Aujourd’hui, soyons sérieux.
Après tout, cela peut vous servir un jour, sait-on jamais.
Je vous livre donc les très sages conseils du chef, enrichis de mes propres commentaires.

Si vous vous retrouvez face à un ours, restez calme, et donnez-lui l’impression que vos intentions ne sont pas hostiles.
A choix, souriez-lui amicalement, offrez-lui de la verroterie, sortez le calumet, demandez-lui des nouvelles de la famille, offrez-lui un bon cadeau pour un tour en pédalo sur le Léman ou deux places de concert pour le prochain passage de Ben l’Oncle Soul.

Si vous aviez envie de prendre vos jambes à votre cou, oubliez l’idée.
Ne courez jamais: un ours est capable de galoper à plus de 50 km/h.
Vous pas.
Même s’il n’est pas agressif, le vôtre risque d’avoir un réflexe de poursuite devant votre fuite.
S’il n’est pas conscient de votre présence, filez discrètement.
Si possible sans siffloter.
S’il est conscient de votre présence, reculez à pas lents en lui parlant calmement.
Comment cela, vous ne savez pas quoi dire à un ours??
Entretenez-le du cours de la Bourse, de la chance qu’il a de vivre dans une aussi belle région, du dernier bouquin que vous avez lu, ou demandez-lui l’adresse de son coiffeur!
S’il s’approche, ne partez pas comme une fusée, et ne laissez pas tomber votre sac à dos si vous en avez un.
Car, nous disait le chef: « il pourra vous protéger en cas d’attaque ».
Oui, je parle bien de votre ridicule petit sac à dos dans lequel vous pouvez à peine glisser une banane, une petite bouteille d’eau et un paquet de mouchoirs en papier.

Bref: restez harnaché et attendez la fin dignement. (Won-Tolla, ne ris pas!!!)

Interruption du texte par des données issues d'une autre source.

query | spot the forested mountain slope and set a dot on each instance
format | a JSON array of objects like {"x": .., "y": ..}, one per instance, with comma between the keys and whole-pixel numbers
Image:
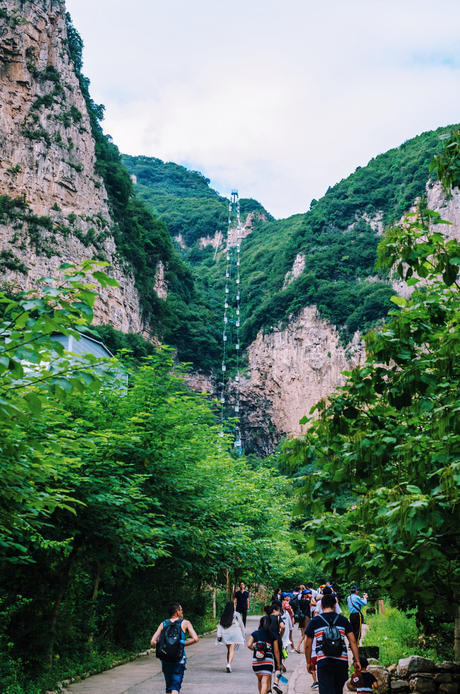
[
  {"x": 334, "y": 242},
  {"x": 184, "y": 200}
]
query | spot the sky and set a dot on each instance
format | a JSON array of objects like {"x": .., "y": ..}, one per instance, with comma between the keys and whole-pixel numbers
[{"x": 279, "y": 99}]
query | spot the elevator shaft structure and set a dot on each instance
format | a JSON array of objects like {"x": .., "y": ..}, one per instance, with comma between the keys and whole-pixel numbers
[{"x": 232, "y": 321}]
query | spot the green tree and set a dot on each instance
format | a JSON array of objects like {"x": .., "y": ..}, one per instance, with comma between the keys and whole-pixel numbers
[{"x": 380, "y": 461}]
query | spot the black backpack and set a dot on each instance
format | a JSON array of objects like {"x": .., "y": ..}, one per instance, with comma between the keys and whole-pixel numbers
[
  {"x": 294, "y": 603},
  {"x": 170, "y": 645},
  {"x": 332, "y": 641}
]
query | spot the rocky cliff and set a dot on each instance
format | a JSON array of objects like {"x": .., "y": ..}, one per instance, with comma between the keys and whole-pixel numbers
[
  {"x": 292, "y": 367},
  {"x": 54, "y": 205}
]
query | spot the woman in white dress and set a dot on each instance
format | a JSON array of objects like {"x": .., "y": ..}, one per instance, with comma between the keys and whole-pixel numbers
[{"x": 230, "y": 632}]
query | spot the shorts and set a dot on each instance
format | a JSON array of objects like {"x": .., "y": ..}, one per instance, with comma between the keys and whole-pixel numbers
[{"x": 173, "y": 674}]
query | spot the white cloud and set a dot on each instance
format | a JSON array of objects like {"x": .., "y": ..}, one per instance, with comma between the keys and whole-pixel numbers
[{"x": 278, "y": 99}]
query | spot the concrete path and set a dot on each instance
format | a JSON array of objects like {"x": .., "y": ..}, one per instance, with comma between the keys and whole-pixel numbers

Si votre interlocuteur se dresse sur ses pattes arrières, ne vous évanouissez pas, il paraît qu’il cherche à vous identifier et que c’est plutôt bon signe.
Ne perdez pas espoir s’il fonce sur vous: le chef a dit que certains ours bluffent et s’arrêtent à deux mètres de vous avant de changer de direction.
Les coquinous, va!
Si vous avez l’intention de grimper à un arbre, identifiez d’abord l’ours avec lequel vous frayez.
Retournez-vous, dites-lui: stop, et regardez-le bien.
S’il s’agit d’un ours noir ou d’un grizzly (si, si, c’est fréquent ici!), il est inutile de vous fatiguer à escalader: ils grimperont mieux et plus vite que vous.

Enfin, si l’ours vous touche physiquement, roulez-vous en boule pour protéger votre ventre et votre cou, et faites-le mort.
Sauf en cas d’adversaire ours noir qui, lui, le futé, n’est absolument pas dupe et vous traitera comme un ballon de rugby (d’où l’importance de l’identification de la ligne précédente).
Comment fait-on le mort?
Je ne sais pas, moi… laissez pendouiller la langue, et ne bougez plus, peut-être?
Si l’attaque se poursuit, changez de tactique et défendez-vous sans plus tarder!
Souffletez, griffez, frappez, mordez, faites-lui une prise de judo…
Après tout, on a sa dignité!
Ils n’auront pas l’Alsace et la Lorraine! (Won-Tolla, zut, enfin!!!!)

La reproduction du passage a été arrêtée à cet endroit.